The forest got dark, not gradually but all at once, the remaining light going out like a busted lightbulb. I moved without the flashlight, not wanting to announce myself, using the pale strip of sky visible through the canopy to orient.
I smelled the cottage before I saw it. It was the particular smell of a wood structure that had been closed up, mixed with cigarette smoke.
I stopped behind a stand of palms and waited.
The cottage was small, a single light inside throwing faint yellow through a cracked shutter. Through the gap I could see shadows moving, four of them, and then I angled further and found the gap that gave me a better view.
Camila was on the floor.
She was tied at the wrists and ankles, in just her bra — one cup pulled down in a deliberate cruelty that made something cold and absolute settle in my chest. She was alive. Her chin was up. She was watching the room with fear in her eyes, but also something else —the persistence to remain dignified despite her humiliating condition, and the stubbornness to not surrender.
That was my Camila.
Scarlett was at the far end of the room. Three men I didn’t recognize were distributed around the space, one by the door, two near the window.
I counted the exits. I counted the angles. I found the blind spot one guard’s position created at the hinge side, barely enough, but enough if I was fast enough.
I waited until the guard shifted his weight and looked away.
Then I moved.
What happened in the next four minutes I will not account for in detail. I have done things in my life that required me not to think too carefully about what I was doing while I was doing it, and this was one of those times, except that I was thinking about one thing only: Camila, on the floor, on the wrong side of every person in that room.
I got to her.
I cut the rope at her wrists with the knife from my belt, then her ankles, and she was already trying to stand before I’d finished.
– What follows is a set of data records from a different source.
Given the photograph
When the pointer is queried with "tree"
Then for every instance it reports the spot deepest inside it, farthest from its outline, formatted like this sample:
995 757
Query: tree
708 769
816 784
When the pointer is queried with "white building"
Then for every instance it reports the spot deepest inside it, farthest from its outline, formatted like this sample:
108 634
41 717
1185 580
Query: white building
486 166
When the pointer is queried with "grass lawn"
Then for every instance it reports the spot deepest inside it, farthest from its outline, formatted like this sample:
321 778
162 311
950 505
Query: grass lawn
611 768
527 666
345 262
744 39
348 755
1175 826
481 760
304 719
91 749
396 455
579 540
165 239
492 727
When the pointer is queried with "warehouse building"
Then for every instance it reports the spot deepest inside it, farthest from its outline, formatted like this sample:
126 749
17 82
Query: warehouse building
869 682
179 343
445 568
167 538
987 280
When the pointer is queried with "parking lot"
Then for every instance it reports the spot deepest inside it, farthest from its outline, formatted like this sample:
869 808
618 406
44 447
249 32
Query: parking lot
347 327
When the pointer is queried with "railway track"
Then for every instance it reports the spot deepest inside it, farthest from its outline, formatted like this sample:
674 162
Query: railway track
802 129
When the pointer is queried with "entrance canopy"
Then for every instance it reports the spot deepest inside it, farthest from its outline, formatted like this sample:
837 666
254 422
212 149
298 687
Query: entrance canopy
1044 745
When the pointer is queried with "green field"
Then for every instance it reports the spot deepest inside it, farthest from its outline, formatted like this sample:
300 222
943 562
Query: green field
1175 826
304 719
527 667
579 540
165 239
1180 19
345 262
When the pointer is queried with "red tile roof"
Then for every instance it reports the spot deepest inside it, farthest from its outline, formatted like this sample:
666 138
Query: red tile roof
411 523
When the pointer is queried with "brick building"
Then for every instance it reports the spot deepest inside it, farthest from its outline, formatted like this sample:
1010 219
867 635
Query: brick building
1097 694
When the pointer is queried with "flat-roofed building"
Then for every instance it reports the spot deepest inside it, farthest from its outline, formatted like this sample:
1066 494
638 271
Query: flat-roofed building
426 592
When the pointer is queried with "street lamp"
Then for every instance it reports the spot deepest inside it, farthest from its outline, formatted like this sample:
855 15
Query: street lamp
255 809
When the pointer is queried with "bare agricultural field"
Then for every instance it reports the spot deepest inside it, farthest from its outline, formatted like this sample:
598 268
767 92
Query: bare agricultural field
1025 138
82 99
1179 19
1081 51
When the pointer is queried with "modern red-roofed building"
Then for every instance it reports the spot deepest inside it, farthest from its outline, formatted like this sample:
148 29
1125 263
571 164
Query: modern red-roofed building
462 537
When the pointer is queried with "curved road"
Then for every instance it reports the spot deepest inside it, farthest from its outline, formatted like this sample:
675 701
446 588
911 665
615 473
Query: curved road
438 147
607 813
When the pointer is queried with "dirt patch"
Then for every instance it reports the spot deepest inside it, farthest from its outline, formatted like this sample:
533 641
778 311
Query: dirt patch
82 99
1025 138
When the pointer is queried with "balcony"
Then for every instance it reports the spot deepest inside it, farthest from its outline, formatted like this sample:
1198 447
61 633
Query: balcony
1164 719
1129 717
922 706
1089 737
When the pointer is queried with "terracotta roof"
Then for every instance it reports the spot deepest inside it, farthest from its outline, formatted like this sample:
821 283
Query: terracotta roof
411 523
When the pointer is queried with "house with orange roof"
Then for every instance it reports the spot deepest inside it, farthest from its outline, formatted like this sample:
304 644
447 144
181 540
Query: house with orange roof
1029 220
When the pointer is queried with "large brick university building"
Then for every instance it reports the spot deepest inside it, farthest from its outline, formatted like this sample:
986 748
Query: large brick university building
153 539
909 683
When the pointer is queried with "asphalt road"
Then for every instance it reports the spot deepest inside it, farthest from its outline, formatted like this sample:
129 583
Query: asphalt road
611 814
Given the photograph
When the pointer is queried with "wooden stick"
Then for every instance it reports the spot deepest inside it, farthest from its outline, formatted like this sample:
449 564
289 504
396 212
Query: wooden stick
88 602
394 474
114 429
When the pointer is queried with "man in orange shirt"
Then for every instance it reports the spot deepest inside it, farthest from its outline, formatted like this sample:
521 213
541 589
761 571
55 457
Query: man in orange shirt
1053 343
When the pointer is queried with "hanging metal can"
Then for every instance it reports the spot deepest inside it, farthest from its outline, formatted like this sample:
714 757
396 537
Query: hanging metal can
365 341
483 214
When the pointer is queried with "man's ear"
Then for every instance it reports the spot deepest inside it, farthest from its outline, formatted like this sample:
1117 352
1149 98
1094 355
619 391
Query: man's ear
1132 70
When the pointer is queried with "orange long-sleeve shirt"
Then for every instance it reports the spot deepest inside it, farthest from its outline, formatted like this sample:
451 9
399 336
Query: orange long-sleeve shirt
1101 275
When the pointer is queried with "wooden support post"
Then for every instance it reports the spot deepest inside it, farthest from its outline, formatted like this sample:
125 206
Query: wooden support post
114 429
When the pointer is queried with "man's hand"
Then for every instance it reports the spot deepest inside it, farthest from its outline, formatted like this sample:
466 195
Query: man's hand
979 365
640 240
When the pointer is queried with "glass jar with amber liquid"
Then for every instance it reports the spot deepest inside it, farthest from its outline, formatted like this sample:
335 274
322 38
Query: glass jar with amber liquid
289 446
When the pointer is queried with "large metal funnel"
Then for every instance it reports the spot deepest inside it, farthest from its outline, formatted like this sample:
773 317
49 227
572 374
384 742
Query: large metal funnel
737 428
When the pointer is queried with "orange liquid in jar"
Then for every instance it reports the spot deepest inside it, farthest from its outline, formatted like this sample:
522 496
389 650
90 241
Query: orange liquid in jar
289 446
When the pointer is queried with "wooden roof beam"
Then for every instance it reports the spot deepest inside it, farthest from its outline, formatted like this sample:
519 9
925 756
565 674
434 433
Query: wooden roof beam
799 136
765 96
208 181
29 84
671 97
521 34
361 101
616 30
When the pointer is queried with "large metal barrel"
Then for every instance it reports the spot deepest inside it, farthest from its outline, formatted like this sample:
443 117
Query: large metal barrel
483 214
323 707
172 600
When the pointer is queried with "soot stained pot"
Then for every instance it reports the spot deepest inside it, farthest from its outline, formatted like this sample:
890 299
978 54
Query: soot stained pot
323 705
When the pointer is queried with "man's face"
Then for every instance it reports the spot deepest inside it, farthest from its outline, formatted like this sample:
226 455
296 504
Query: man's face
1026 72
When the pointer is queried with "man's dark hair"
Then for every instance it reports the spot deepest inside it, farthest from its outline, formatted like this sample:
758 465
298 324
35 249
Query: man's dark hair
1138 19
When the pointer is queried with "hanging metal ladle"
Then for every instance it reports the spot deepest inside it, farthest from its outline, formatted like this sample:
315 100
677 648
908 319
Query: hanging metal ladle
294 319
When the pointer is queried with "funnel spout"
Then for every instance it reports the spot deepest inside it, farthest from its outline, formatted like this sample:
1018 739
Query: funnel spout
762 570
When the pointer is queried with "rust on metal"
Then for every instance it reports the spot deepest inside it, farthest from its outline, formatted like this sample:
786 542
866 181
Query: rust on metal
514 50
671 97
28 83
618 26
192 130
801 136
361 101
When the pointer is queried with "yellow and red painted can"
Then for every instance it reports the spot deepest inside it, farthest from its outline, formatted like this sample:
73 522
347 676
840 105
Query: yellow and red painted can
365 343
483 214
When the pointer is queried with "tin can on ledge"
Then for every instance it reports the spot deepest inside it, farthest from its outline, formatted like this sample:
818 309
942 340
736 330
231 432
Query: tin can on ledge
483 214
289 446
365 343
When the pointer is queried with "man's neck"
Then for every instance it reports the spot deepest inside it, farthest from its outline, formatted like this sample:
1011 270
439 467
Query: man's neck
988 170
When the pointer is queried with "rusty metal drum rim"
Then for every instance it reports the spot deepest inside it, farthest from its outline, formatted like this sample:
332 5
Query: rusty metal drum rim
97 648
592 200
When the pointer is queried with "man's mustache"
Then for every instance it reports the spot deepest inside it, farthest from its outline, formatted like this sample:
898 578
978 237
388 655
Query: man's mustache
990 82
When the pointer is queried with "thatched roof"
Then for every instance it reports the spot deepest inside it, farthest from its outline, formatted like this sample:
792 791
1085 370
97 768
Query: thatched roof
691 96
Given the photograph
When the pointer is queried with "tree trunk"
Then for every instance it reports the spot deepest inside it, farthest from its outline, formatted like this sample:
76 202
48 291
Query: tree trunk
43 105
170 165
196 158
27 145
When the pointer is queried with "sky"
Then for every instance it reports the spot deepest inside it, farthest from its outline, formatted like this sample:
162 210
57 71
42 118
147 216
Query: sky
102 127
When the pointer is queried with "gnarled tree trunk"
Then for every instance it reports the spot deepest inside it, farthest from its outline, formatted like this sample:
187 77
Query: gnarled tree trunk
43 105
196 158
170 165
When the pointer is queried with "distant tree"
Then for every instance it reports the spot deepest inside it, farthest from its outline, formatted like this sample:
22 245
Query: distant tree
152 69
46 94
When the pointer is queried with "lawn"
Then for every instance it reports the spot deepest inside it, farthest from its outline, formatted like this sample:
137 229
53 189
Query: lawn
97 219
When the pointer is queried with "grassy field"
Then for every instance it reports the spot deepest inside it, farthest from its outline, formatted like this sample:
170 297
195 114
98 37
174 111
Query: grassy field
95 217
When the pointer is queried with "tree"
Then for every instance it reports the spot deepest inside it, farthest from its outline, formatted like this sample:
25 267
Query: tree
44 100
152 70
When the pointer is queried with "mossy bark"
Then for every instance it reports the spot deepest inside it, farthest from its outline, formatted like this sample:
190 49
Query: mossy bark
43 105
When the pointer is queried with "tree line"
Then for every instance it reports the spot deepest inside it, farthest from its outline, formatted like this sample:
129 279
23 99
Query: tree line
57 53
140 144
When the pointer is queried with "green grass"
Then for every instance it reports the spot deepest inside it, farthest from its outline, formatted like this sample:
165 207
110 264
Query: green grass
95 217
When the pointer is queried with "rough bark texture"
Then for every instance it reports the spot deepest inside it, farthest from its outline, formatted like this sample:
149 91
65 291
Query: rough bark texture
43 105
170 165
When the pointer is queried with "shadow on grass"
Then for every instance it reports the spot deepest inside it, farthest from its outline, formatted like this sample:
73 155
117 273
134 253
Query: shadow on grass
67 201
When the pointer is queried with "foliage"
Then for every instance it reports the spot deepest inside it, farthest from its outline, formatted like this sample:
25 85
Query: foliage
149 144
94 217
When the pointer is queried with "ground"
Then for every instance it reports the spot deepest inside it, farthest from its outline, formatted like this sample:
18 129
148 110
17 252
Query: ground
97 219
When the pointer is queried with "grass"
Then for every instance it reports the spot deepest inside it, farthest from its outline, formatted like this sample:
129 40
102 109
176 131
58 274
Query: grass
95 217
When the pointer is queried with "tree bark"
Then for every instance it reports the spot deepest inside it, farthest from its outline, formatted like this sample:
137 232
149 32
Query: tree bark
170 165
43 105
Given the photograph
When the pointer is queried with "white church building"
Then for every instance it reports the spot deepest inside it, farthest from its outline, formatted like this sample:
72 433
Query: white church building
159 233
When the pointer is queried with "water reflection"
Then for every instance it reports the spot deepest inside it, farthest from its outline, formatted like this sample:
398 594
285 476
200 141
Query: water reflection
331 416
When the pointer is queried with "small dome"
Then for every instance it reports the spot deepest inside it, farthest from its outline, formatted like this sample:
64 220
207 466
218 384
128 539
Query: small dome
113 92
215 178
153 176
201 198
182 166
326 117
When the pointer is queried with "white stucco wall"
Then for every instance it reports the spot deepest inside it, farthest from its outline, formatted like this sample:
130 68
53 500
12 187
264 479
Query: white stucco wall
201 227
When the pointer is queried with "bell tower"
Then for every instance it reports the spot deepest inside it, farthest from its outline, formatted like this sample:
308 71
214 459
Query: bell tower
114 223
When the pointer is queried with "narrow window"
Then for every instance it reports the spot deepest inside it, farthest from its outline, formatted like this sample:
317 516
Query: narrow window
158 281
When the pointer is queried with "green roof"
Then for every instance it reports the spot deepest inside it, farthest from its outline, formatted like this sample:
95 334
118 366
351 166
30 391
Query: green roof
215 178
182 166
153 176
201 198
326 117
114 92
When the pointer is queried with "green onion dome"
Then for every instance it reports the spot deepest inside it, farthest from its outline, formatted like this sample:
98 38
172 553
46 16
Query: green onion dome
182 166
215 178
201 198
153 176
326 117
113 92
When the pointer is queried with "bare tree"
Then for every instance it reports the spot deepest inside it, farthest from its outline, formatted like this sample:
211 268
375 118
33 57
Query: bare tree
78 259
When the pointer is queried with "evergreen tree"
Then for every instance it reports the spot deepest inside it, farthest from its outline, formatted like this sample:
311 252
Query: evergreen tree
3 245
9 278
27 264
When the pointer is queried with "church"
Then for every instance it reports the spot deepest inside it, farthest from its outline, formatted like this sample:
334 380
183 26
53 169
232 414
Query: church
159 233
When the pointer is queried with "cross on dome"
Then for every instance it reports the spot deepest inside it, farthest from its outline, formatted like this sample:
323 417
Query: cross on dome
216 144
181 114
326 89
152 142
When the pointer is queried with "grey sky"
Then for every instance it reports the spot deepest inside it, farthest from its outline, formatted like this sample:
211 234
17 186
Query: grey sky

I pulled my t-shirt over my head and got it on her in one movement — it fell to her mid-thigh — and then I had her on my shoulders and I was moving toward the door before anyone in the room had fully processed what was happening.
One of the men shouted.
The shot came a second later, hitting the doorframe as I cleared it.
I ran.
The forest was dark and the ground was uneven and Camila held on with both hands, her head low, not making a sound. I ran until I found what I was looking for, a natural depression in the ground, deep enough, sheltered on three sides by tree roots and earth.
I put her down in it carefully.
She looked up at me — my t-shirt enormous on her, her hair loose and wild, her eyes bright with controlled fear.
“They will answer for what they did to you,” I said. My voice came out very steady. “Every one of them.”
“Jason—”
“If I don’t come back.” I stopped. Looked at her properly, in the dark, the way I should have looked at her every day for three years and taken nothing for granted. “Remember that I love you. You’re the only person I have ever loved. That was true from the first day and it is true right now.”
Her face flinched. Tears ran down her eyes.
“Don’t go,” she said. Her voice broke on the second word. “Jason, don’t—”
I put my hand against her cheek. She was warm and real and entirely herself, sitting in the dark Bahamian forest in my t-shirt, and I held her face for one moment and looked at her.
Then I straightened up, turned toward the sound of the men moving through the trees behind us, and went to meet them.
CHAPTER 31
CAMILA
The trench was cold and damp and smelled of wet earth and roots.